We can of course also relate $\langle k \rangle_c$ back to $\phi$, the probability of adding an edge, and discover that the critical threshold probability $\phi_c$ below which the giant component doesn't form, but above which it does (a point we explore a little more below). For $\langle k \rangle_c = 1$ we have that $\phi_c = \frac{1}{N}$.

Let these two results sink in for a minute. Firstly, a mean degree of 1 – every node attached to on average one neighbnour – is enough to start forming a giant component and therefore, by implication, to take the network towards being connected. Secondly, for a large ER network even a vanishingly small number of edges will result in the formation of a giant component – and that number gets smaller as the network gets bigger!

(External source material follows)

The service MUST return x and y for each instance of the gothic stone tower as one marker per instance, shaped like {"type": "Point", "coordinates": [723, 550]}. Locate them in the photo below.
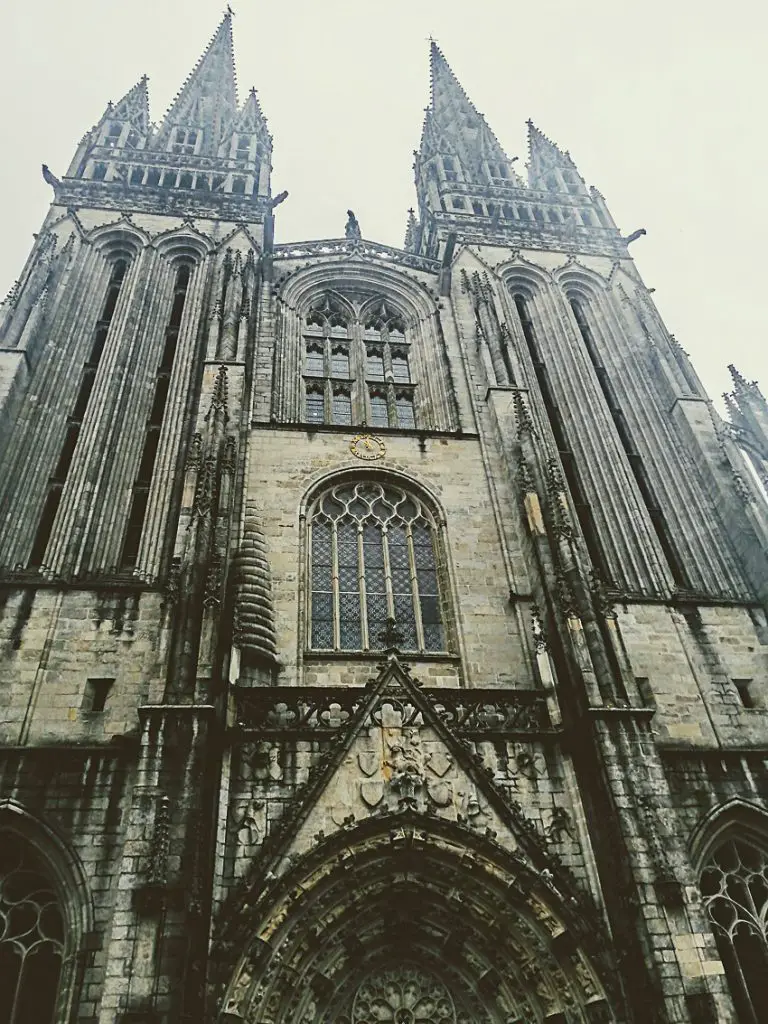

This all suggests that giant components will be common, so a lot of the networks we encounter in applications will have one.

Alternatively we can observe that, while it's hard to find $S$ in terms of $\langle k \rangle$, it is easy to find $\langle k \rangle$ in terms of $S$:

\begin{align*} S &= 1 - e^{-\langle k \rangle S} \\ 1 - S &= e^{-\langle k \rangle S} \\ \ln (1 - S) &= -\langle k \rangle S \\ \langle k \rangle &= - \frac{\ln (1 - S)}{S} \end{align*}

Since we're actually interested in $S$ we can plot the curve rotated by ninety degrees for clarity, which yields:

In [3]:
fig = plt.figure(figsize = (5, 5))
ss = numpy.linspace(0.0, 1.0, endpoint = False)     # omit 0.0 to avoid a divide-by-zero error later

plt.xlim([0, 4])
plt.xlabel("$\\langle k \\rangle$")
plt.ylabel("$S$")
plt.plot(map((lambda S: - math.log(1.0 - S) / S), ss), ss, 'r-')
plt.title('Expected size of giant component')
_ = plt.show()
/Users/sd/programming/cncp/cncp/lib/python2.7/site-packages/ipykernel/__main__.py:7: RuntimeWarning: invalid value encountered in double_scalars

This makes the critical nature of $\langle k \rangle_c = 1$ even more clear. As $\langle k \rangle$ grows beyond $\langle k \rangle_c$, the expected size of the giant component rapidly approaches the size of the network itself.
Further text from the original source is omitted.